- Country: United States
- Language: English
- Genre: Crime short story

Publication
- Published in: Cavalier
- Publisher: Fawcett Publications
- Media type: Print
- Publication date: 1978

Chronology
| The Gunslinger | The Crate |

= Man With a Belly =

Short story by Stephen King

"Man With a Belly" is a short story by Stephen King. It was published in Cavalier in December 1978.

== Plot summary ==
The story opens with John Bracken, a hitman, in the James Memorial Park of an unnamed town; he is waiting for Norma Correzente, who is due to walk home from a casino through the park at 11:00 PM. Bracken has been paid $50,000 by Norma's husband, the 78 year-old Mafia Don Vittorio "Vito the Wop" Correzente, to rape her as punishment for her compulsive gambling. Correzente considers that ordering this deed will show him to be "a man with a belly". (Note: "A man with a belly" is a Sicilian idiom for a Mafia chief. Michael R. Collings and David Engebretson interpret the phrase as referring to "a proud, willful man".)

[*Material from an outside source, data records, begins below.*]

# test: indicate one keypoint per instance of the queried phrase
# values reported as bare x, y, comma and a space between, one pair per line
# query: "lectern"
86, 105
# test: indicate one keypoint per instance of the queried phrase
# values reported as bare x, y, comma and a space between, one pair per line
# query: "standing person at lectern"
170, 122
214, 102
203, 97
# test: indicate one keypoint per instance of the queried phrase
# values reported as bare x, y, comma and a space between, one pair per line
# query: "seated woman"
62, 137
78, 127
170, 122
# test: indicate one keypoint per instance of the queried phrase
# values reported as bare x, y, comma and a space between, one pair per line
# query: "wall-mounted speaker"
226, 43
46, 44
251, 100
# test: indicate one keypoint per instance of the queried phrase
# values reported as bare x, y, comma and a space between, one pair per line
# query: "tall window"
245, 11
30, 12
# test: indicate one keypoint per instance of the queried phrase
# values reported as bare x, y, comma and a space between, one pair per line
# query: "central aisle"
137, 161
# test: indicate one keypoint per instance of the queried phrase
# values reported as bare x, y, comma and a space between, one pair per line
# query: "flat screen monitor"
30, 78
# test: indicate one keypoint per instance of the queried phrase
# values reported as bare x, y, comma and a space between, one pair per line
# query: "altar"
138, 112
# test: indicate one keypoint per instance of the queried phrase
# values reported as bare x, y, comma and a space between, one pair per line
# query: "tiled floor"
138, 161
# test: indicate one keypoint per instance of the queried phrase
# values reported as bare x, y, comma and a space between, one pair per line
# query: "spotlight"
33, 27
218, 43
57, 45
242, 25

After a violent struggle, Bracken rapes Norma in the park, then passes on Correzente's message that he now considers "that all debts are paid and there is honor again". Norma subsequently persuades Bracken to escort her to her secret second apartment, where they have consensual sex. Afterwards, Norma sets out her hatred of Correzente. The following day, Norma offers Bracken $100,000 of her own money to impregnate her so she can trick Correzente into believing she is giving him an heir, leaving her free to gamble (and enabling her to "kill him with the truth" in the future). Bracken agrees to the deal, and 10 weeks later Norma tests positive on a pregnancy test.

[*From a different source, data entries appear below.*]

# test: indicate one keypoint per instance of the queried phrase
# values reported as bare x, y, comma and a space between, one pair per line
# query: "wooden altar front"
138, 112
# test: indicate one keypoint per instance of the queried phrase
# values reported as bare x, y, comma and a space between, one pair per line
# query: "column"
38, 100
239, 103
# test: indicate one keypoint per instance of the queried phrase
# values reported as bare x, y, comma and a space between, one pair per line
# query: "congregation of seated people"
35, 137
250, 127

Seven months later, Correzente's consigliore Benito "Benny the Bull" Torreos summons Bracken to Correzente, who is dying and wishes to ask Bracken a question. Torreos informs Bracken that Norma has died in childbirth. Knowing that he will be hunted down if he refuses, Bracken visits Correzente, who informs him that he suffered a stroke while attempting to impregnate Norma, then later suffered a second, larger, stroke while arguing with her. Norma in turn injured herself while running to summon help, leading to her own death during labour. Correzente expresses suspicion that the baby - which is in an incubator - has blue eyes, despite both he and Norma having brown eyes. Bracken rejects the implication that he is the father, saying "I have my own belly. Do you think I would take my own leavings?" and that the baby's eyes will turn brown, though Correzente will not live to see it.

== Publication ==
One of a series of stories that King submitted to "low rent" men's magazines during the 1970s both as a means of earning extra money and to get his name in print, "Man With a Belly" was originally published in Cavalier in December 1978. It was later published in the November/December 1979 issues of Gent. Writing in 1998, Stephen J. Spignesi described "Man With a Belly" as one of King's "lost works", stating that finding a copy would be "extremely difficult" as the story "has only appeared in print twice and neither of the men's magazines where it was published (the raunchy journals Cavalier and Gent) are archived in libraries". Writing in 2014, Michael A. Perry and Patrick McAleer also described "Man With a Belly" as one of King's "lost works". In 2017, "Man With a Belly" was to be included in the crime anthology Killer Crimes edited by Richard Chizmar and Brian James Freeman. However, as of November 2025, Killer Crimes had yet to be published. As of 2022, "Man With a Belly" had not been collected in a book by King, or adapted.

== Reception ==
Rocky Wood considers that the story "has some plot holes and is somewhat unsatisfying" but felt that "all three main characters are conceptually interesting and the storyline bold". Tyson Blue considers the story to lack "King's trademark characteristics of good storytelling and characterization". James Van Hise states that the story "takes some odd turns [...] but crumbles into pointlessness at the end. If it's supposed to be a character study of the cold-blooded, heartless hitman, it just doesn't gel." Patrick McAleer suggests that the story "serves as an example of [King's] critical eye on social and cultural norms".

Stephen J. Spignesi notes "Man With a Belly" as an example of King's "forays into the 'crime story' genre". Michael R. Collings describes "Man With a Belly" as "a tale of murder and revenge, with over-tones of gangster society that foreshadows Thinner's Ginelli".